The power of a president to pardon people for crimes has always been controversial. Some early American leaders thought it smacked too much of royalty.
But Alexander Hamilton argued the law should have avenues for mercy, or "justice would wear a countenance too sanguinary and cruel." He thought one person was more likely to use such power with conscience than a committee.
The history of presidential pardons is often surprising. George Washington pardoned two men who led the Whiskey Rebellion. He didn't condone a tax collector being tarred and feathered but thought the men responsible should not be hanged for treason.
President Millard Fillmore pardoned the two white captains of The Pearl, a schooner that tried to help 77 enslaved people escape to freedom. But most of the Black people on the ship were sold back into slavery. President Abraham Lincoln pardoned 265 members of the Dakota Tribe for their roles in the Great Sioux Uprising of 1862. But he allowed dozens more to be hanged, after what historians agree were unconvincing trials.
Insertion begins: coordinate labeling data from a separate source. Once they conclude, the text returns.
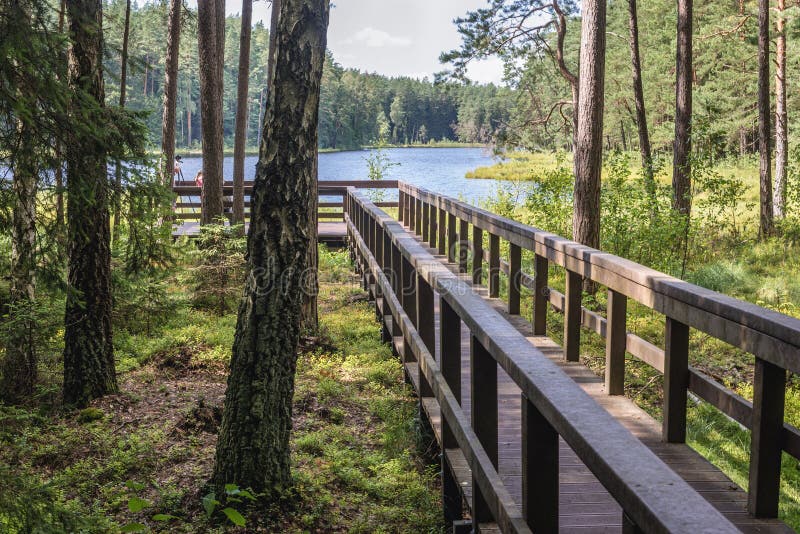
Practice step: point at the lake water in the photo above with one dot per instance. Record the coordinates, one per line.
(441, 170)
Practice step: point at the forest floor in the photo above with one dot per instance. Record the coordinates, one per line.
(139, 460)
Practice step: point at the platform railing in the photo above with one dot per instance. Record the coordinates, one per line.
(406, 280)
(771, 337)
(188, 206)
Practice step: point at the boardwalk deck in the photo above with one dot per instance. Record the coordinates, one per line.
(585, 505)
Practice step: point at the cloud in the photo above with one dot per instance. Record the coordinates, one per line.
(374, 38)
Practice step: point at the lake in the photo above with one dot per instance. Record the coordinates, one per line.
(439, 169)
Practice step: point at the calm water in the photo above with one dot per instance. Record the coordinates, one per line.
(439, 169)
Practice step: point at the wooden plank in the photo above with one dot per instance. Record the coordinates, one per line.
(769, 383)
(483, 373)
(477, 255)
(676, 381)
(514, 278)
(615, 343)
(540, 470)
(572, 316)
(494, 266)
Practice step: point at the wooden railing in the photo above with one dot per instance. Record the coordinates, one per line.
(773, 338)
(407, 279)
(188, 206)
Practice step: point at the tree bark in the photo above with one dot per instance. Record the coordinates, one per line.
(641, 114)
(766, 222)
(253, 447)
(781, 115)
(123, 87)
(681, 165)
(170, 93)
(211, 48)
(88, 352)
(589, 149)
(240, 140)
(18, 369)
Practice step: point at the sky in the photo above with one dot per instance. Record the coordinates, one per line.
(394, 37)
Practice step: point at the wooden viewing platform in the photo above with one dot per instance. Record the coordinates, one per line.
(532, 439)
(331, 229)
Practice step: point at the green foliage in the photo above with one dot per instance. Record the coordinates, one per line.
(217, 276)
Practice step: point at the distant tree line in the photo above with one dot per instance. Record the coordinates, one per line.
(356, 109)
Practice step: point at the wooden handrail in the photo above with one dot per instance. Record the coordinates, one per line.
(650, 493)
(773, 338)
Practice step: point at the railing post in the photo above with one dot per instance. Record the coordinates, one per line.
(463, 245)
(539, 470)
(541, 296)
(514, 278)
(412, 213)
(477, 255)
(616, 340)
(494, 266)
(676, 381)
(769, 398)
(432, 225)
(450, 365)
(442, 231)
(483, 387)
(452, 238)
(572, 317)
(423, 231)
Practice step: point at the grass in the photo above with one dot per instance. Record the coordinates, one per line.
(149, 450)
(725, 258)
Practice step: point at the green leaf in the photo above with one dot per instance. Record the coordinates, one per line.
(210, 502)
(134, 527)
(134, 486)
(246, 494)
(235, 517)
(137, 504)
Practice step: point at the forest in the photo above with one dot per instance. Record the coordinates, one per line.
(357, 109)
(190, 356)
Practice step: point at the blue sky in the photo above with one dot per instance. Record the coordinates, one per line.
(394, 37)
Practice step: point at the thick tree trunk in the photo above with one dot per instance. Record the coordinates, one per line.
(589, 149)
(170, 93)
(19, 365)
(766, 223)
(253, 447)
(211, 48)
(781, 116)
(123, 87)
(240, 140)
(641, 114)
(88, 352)
(681, 166)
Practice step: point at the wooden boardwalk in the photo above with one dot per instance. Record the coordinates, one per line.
(584, 504)
(533, 440)
(331, 233)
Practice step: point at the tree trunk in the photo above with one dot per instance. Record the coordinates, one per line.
(210, 46)
(681, 166)
(253, 447)
(170, 93)
(781, 116)
(589, 149)
(240, 140)
(766, 223)
(88, 352)
(19, 365)
(123, 83)
(641, 114)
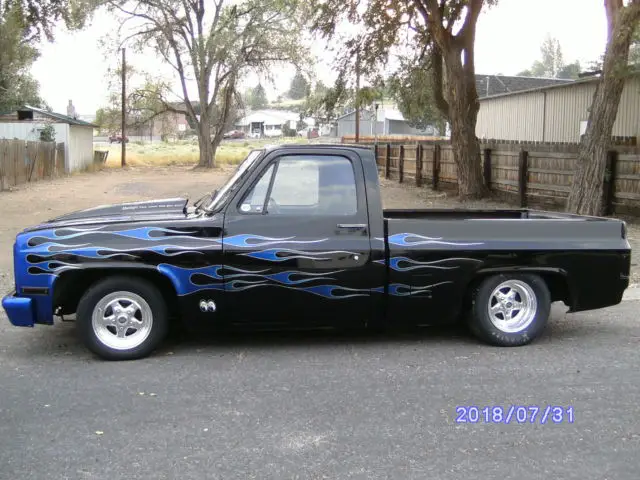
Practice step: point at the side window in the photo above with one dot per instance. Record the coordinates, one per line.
(254, 201)
(306, 185)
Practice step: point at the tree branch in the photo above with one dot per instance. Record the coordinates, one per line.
(438, 81)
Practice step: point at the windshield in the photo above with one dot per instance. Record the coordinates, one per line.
(234, 180)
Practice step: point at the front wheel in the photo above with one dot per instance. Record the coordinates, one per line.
(510, 309)
(121, 318)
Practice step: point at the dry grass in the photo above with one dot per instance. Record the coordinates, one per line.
(185, 153)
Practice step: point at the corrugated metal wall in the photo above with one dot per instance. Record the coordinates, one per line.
(399, 127)
(566, 108)
(347, 126)
(30, 131)
(80, 148)
(513, 117)
(525, 116)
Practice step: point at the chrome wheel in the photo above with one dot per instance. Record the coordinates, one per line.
(122, 320)
(512, 306)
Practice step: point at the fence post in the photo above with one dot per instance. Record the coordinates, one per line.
(610, 181)
(487, 167)
(419, 152)
(387, 162)
(522, 177)
(401, 165)
(436, 167)
(375, 155)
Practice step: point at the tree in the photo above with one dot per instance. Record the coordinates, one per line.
(299, 87)
(587, 190)
(412, 88)
(256, 98)
(17, 86)
(442, 32)
(39, 17)
(551, 63)
(213, 43)
(634, 52)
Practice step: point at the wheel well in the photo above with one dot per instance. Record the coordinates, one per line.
(557, 284)
(71, 285)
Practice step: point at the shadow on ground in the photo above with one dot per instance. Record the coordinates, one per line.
(61, 339)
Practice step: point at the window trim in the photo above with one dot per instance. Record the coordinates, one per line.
(253, 185)
(276, 161)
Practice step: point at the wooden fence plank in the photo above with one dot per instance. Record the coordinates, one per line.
(401, 165)
(522, 178)
(419, 155)
(487, 167)
(609, 182)
(436, 167)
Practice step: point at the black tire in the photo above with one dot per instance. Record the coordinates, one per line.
(480, 319)
(102, 289)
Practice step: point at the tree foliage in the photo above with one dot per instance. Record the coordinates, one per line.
(587, 189)
(39, 17)
(211, 44)
(551, 63)
(299, 87)
(17, 86)
(256, 98)
(439, 34)
(412, 89)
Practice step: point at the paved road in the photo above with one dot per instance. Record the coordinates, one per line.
(323, 405)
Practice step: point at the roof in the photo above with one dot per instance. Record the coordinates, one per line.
(269, 116)
(573, 83)
(383, 114)
(491, 85)
(58, 116)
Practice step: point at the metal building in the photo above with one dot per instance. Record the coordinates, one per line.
(556, 113)
(387, 122)
(77, 135)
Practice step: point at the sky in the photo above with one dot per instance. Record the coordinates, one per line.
(508, 38)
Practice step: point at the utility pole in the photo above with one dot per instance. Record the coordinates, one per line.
(123, 143)
(357, 94)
On Christmas Day of 1868, President Andrew Johnson offered pardons to everyone who fought for the Confederacy.
President Gerald Ford pardoned Richard Nixon in 1974, for any crimes he might have committed as president— a decision that may have cost Ford reelection but is now widely praised for helping the country move on from Watergate. President Jimmy Carter pardoned Vietnam-era draft evaders in 1977 and commuted the sentences of Puerto Rican nationalists who had opened fire on the floor of the U.S. House of Representatives 25 years earlier, wounding five members of Congress.
President Bill Clinton pardoned 140 people on his last day in office, including his brother, Roger, who served a year for cocaine trafficking, and Marc Rich, a financier who had fled the country to avoid tax-evasion charges and whose wife made generous contributions to the Democratic Party and the Clinton Library fund.
President Trump has pardoned Alice Marie Johnson, who served 21 years of a lifetime sentence for being an intermediary in a drug trafficking operation. He also pardoned three ex-service members accused of war crimes in Iraq and Afghanistan, and his onetime national security adviser, Michael Flynn, who admitted he lied to the FBI about his contacts with Russia. It's sheer speculation as to what other pardons Trump might issue as he leaves office. But a president's personal power to pardon can change lives — and reveal what they value.